New MintsLoader Variant Using Hashtable Obfuscation
Blackpoint’s SOC recently responded to an intrusion that initially looked like another routine Fake Captcha chain, but it quickly became clear the threat actor was working with a more refined version of MintsLoader than what’s typically seen.
The first foothold came from a Finger request, a decades-old protocol that still lingers on modern systems and has become an appealing delivery mechanism for recent Fake Captcha and ClickFix campaigns. The Finger query pulled down the first PowerShell stager and executed it in memory, kicking off a familiar chained progression of lightweight loaders, GUID-based staging URLs, and a deterministic domain generation used to cycle through candidate domains until one returns the next payload.
At a glance, the flow matched what the SOC has come to expect from this ecosystem. But the final stage introduced a noticeable twist. Instead of relying on the simple string scrambling and arithmetic tricks seen in earlier variants, this sample used a full Hashtable based decoding system to conceal its internal strings and embedded payload. It’s a noticeably more sophisticated approach than what MintsLoader normally uses, reflecting how the family’s obfuscation has continued to evolve.
Key Findings
- Initial access came through a Finger request that quietly pulled and ran a PowerShell stager in memory.
- The early loaders followed the expected MintsLoader pattern, passing execution down a chain of lightweight PowerShell stages.
- The script generated ten .top domains using MintsLoader’s deterministic domain generation to retrieve the next payload.
- Each staging request used the familiar 1.php?s=<GUID> format that shows up across MintsLoader activity.
- Responses from a working domain were executed immediately through a familiar Invoke-Expression alias, mitresa.
- The final stage introduced a Hashtable based decoder, a more structured obfuscation method than earlier variants.
- A base64-encoded, Gzip-compressed .NET assembly was unpacked in memory and invoked via reflection.
- While the overall flow was typical for Fake Captcha linked MintsLoader cases, the new Hashtable layer stood out as a notable evolution.
Observed Kill Chain
Finger on the Trigger
The incident began with a command that leaned on a tool most people haven’t thought about since dial-up. The Finger client was originally designed as a simple way to query basic user information from remote systems, a kind of early “who’s online” lookup service. It was never built with security in mind, and over the years it slipped into obscurity as modern protocols took over. That quiet retirement is exactly what makes it appealing again, because it sits in that awkward space where it still exists on many Windows systems, yet almost no one is watching it.
That gap is now being exploited by several ClickFix and Fake Captcha campaigns, which have started repurposing Finger as a low noise delivery mechanism. In this case, the host launched a minimized shell that issued a request with finger.exe to cloudflare@cfcheckver[.]top, a pairing that fits neatly into the Fake Cloudflare Captcha theme these campaigns rely on. Whatever text that server returns is then piped straight into cmd for immediate execution. For the operator, this is ideal.
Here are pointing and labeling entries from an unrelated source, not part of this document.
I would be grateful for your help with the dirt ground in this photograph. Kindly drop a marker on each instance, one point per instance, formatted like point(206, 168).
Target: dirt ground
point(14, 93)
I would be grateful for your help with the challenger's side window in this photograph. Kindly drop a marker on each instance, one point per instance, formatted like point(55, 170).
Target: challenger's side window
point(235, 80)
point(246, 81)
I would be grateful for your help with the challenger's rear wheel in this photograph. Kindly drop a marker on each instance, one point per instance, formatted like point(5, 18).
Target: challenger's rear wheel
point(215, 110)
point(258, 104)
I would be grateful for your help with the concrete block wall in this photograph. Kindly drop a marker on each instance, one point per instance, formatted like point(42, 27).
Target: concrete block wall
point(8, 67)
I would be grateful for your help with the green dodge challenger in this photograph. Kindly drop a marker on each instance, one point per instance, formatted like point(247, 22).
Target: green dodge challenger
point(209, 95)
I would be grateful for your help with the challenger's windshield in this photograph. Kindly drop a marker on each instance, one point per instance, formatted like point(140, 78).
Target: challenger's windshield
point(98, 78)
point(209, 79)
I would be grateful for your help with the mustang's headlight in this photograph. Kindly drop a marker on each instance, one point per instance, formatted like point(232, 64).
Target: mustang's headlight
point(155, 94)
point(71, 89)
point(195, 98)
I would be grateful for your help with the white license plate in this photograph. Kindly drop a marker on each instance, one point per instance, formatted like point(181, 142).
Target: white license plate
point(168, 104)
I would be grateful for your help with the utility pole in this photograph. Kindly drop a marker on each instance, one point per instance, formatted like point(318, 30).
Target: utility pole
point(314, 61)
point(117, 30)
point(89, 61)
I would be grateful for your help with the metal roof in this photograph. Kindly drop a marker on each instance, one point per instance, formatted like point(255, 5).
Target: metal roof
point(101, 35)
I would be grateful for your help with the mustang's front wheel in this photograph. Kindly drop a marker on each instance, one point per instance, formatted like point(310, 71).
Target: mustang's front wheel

It avoids file writes, blends into background activity, and slips under a lot of defensive radar simply because it abuses a tool that most people do not expect to be part of a modern intrusion.
Initial Fake Captcha abusing Finger to pull and execute remote content.
The response received from the Finger command is the first stage of a MintsLoader payload, a loader family that has become increasingly common in Fake Captcha and ClickFix intrusion chains. MintsLoader is built around a modular, multi-stage design where each component does just enough work to move execution forward while keeping the entire chain in memory. Instead of dropping a large, monolithic loader, it relies on small PowerShell stagers, obfuscated URL builders, and lightweight download cradles to remain quiet and flexible. The powershell.exe -w h -e <base64> command that follows is how this first stage begins, launching PowerShell in a hidden window and running the attacker’s encoded script without exposing any readable code on disk.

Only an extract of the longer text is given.